Secondo Hayim Joseph David Azulah, questi universi sono in continua creazione, perché l’uomo, pronunciando le parole della Torah, genera continuamente potenze spirituali, dando origine a nuove luci e nuove combinazioni, che nascono con le quotidiane ricombinazioni di elementi e di lettere.

Dice lo Zohar :

“La sacra Torah originariamente fu creata solo nella forma di una confusa mescolanza di lettere.

Ciò significa che tutte le lettere della Torah […] non erano ancora combinate tra loro in modo da formare le parole che leggiamo ora […] e solo quando si verificava un determinato evento nel mondo, le lettere si associavano in modo da comporre quelle parole che lo descrivono. […]

Se invece si fosse verificato un altro evento, sarebbero nate altre combinazioni di lettere, poiché la sacra Torah è l’infinita saggezza di Dio”.

Secondo il rabbino Rabbi Eliyahu Kohen Ittamari di Smirne, nato nel 1729, esisteva una teoria ancor più ardita, secondo la quale la Torah originaria esisteva presso Dio, in una forma non articolata, prima che fosse condotta alle sfere inferiori.

Davanti all’Eterno c’era una serie di lettere che non erano composte in parole come le leggiamo adesso, ma la composizione avrebbe dovuto avvenire a seconda di come si sarebbero comportati i mondi inferiori.

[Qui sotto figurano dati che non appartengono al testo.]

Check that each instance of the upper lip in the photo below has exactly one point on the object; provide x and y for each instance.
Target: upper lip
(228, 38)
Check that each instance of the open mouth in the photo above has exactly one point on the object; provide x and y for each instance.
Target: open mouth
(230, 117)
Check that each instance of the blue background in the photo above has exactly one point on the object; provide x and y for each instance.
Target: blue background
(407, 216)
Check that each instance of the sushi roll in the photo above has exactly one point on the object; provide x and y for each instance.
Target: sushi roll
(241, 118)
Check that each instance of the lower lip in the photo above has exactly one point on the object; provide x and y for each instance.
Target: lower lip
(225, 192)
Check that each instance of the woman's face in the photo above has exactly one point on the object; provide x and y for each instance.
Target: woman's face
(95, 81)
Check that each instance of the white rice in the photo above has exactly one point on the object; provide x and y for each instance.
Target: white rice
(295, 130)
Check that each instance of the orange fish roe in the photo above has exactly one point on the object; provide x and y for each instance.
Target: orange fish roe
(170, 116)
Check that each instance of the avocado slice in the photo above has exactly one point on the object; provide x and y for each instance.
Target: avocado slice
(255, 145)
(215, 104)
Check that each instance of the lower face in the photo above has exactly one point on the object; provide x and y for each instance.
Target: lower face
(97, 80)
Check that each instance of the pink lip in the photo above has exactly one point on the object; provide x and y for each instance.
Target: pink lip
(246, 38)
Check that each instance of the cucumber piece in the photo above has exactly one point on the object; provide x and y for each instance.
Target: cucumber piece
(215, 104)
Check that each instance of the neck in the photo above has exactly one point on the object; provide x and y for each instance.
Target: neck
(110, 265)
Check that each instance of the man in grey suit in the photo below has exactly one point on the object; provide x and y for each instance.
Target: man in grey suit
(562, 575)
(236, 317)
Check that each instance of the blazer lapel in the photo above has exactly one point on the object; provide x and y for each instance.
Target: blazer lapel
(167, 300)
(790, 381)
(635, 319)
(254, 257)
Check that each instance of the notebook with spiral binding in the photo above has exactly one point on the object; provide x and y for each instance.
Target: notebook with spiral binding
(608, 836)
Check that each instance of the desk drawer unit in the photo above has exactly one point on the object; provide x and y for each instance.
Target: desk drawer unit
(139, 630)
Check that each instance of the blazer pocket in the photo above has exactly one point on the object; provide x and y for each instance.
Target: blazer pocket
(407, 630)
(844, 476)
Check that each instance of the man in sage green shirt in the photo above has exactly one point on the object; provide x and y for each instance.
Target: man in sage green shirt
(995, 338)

A causa del peccato di Adamo, avvenne un certo tipo di scrittura e si formarono le parole che parlavano di morte, di malattia e di dolore. Ma, senza quel peccato, le stesse lettere non avrebbero composto quelle parole, bensì storie molto diverse.

Perciò l’assenza di pause e punteggiatura della Torah originale deve ricordarci che sarà solo con l’avvento del Messia che si avrà la definitiva cancellazione della morte, della malattia e del dolore, cioè di tutte le infelicità che opprimono l’essere umano.

Questo è il motivo per cui, quando avverrà l’ultima ricombinazione, sarà lo stesso Dio a insegnarci a leggerle, a separarle, a conteggiarle e, infine, a ricombinarle tutte nell’unica Torah.